Connecticut joined Washington, Oregon and Nevada in ArrayRx, a multistate prescription discount card program. The state anticipates that residents will save up to 80 percent on eligible generics and 20 percent on name-brand prescription drugs through the program.

Utah expanded its prescription drug discount program — which previously included only insulin and epinephrine auto-injectors — to include any prescription drug. While no additional drugs have been added to the state’s program as of yet, the move “gives the board a lot more power to help consumers,” Bartholomew says. 

6. Expanded state assistance

Three states in 2023 increased the benefits of their state pharmaceutical assistance programs, which help lower-income populations afford their prescription medications.

New Jersey expanded eligibility for the Pharmaceutical Assistance to the Aged and Disabled (PAAD) and Senior Gold programs, raising income limits by $10,000.

And a bill passed in Pennsylvania ensured that people enrolled in the state’s PACE or PACENET prescription drug assistance programs for older adults remain eligible even if their Social Security cost-of-living adjustments (COLAs) push them over the financial eligibility threshold. A COLA moratorium, which was set to expire at the end of last year, was extended through the end of 2025. The bill’s supporters argued that more than 20,000 older adults would have lost their benefits without the extension.  

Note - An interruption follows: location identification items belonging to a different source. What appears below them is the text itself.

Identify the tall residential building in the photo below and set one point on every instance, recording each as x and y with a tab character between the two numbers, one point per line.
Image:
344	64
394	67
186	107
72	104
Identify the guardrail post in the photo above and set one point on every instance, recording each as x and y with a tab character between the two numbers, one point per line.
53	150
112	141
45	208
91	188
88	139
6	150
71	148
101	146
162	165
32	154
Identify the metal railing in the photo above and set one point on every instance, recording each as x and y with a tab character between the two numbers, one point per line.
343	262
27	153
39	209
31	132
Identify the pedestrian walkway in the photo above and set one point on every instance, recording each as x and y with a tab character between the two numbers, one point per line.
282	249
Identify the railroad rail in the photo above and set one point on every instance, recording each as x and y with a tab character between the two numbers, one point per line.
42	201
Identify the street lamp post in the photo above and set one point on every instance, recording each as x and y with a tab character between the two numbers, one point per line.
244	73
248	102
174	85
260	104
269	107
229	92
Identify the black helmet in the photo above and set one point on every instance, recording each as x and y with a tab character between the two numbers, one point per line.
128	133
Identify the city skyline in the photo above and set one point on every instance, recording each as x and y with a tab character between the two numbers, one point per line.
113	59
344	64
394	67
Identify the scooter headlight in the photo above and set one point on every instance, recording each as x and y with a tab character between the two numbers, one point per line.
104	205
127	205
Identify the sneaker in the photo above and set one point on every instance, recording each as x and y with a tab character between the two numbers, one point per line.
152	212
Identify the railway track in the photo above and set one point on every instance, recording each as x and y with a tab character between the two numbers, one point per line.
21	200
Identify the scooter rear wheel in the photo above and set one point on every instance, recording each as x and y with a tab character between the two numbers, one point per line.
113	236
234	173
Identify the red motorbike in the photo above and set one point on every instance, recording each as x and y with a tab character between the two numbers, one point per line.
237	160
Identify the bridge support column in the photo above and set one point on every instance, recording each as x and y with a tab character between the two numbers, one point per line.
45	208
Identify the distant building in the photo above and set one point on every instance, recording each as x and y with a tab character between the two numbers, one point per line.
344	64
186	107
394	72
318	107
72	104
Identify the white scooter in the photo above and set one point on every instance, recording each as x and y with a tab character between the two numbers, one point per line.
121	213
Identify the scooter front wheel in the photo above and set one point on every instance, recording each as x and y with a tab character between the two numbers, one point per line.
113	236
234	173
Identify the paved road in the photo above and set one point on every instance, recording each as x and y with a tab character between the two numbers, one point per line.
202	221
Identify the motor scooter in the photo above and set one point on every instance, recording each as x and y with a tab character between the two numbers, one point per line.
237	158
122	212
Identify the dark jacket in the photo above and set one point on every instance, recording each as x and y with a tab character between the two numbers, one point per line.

Finally, Wisconsin expanded the number of drugs eligible for 100-day supplies for people enrolled in its SeniorCare program. The program previously limited 100-day supplies to certain maintenance drugs, with other drugs only available for up to a 34-day supply. The state also dropped the price of some 100-day SeniorCare prescriptions to a 30-day copay, once a deductible is met. 

Making headway in 2024

Progress is still in motion, Bartholomew says, pointing to prescription drug affordability legislation moving forward in Rhode Island. Also, Oregon recently passed AARP-backed legislation that caps copays for insulin at $35 a month or $105 for a 90-day supply, and New York removed all copays on insulin for people in state-regulated health plans.

What’s more, New Mexico and Virginia both passed laws to increase prescription drug price transparency. And plenty of other states are working on similar efforts. “It's still an active front,” Bartholomew says.